Coahuiltecan

Coahuiltecan
Coahuiltecan territories in the 16th and 17th centuries
Total population
merged into other groups by 1900[1]
Regions with significant populations
San Antonio, South Texas, U.S.; Nuevo León, Tamaulipas, and northeastern Coahuila, Mexico[1]
Languages
Coahuiltecan languages
Religion
Indigenous religion, Roman Catholicism

The Coahuiltecan were various small, autonomous bands of Native Americans who inhabited the Rio Grande valley in what is now northeastern Mexico and southern Texas.[1] The various Coahuiltecan groups were hunter gatherers. First encountered by Europeans in the 16th century, their population declined due to European diseases, slavery, and numerous small-scale wars fought against the Spanish, criollo, Apache, and other Indigenous groups.

After the Texas secession from Mexico, Coahuiltecan peoples were largely forced into harsh living conditions. In 1886, ethnologist Albert Gatschet found the last known survivors of Coahuiltecan bands: 25 Comecrudo, 1 Cotoname, and 2 Pakawa. They were living near Reynosa, Mexico.[2]

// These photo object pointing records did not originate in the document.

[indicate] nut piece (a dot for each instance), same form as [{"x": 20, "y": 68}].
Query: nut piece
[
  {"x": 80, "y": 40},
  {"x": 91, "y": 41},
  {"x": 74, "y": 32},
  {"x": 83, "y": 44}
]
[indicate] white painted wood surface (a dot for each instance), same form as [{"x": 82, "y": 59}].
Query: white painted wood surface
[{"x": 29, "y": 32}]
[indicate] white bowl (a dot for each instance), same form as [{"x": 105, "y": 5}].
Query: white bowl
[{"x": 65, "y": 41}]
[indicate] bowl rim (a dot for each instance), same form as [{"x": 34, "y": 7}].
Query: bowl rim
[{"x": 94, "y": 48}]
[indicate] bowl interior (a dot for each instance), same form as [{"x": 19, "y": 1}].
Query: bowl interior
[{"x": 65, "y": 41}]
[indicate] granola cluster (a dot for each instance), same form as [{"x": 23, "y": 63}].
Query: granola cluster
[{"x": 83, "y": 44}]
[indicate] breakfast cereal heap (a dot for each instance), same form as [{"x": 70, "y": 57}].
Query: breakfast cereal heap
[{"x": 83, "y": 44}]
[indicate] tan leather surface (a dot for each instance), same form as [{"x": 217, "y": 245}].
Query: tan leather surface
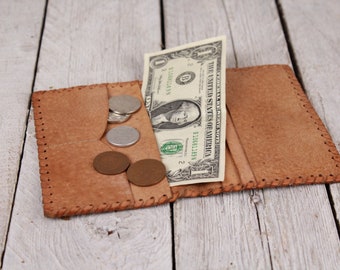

The Coahuiltecan lived in the flat, brushy, dry country of northern Mexico and southern Texas, roughly south of a line from the Gulf Coast at the mouth of the Guadalupe River to San Antonio and westward to around Del Rio. They lived on both sides of the Rio Grande. Their neighbors along the Texas coast were the Karankawa, and inland to their northeast were the Tonkawa. To their north were the Jumano. Later the Lipan Apache and Comanche migrated into this area. Their indefinite western boundaries were the vicinity of Monclova, Coahuila, and Monterrey, Nuevo Leon, and southward to roughly the present location of Ciudad Victoria, Tamaulipas, the Sierra de Tamaulipas, and the Tropic of Cancer.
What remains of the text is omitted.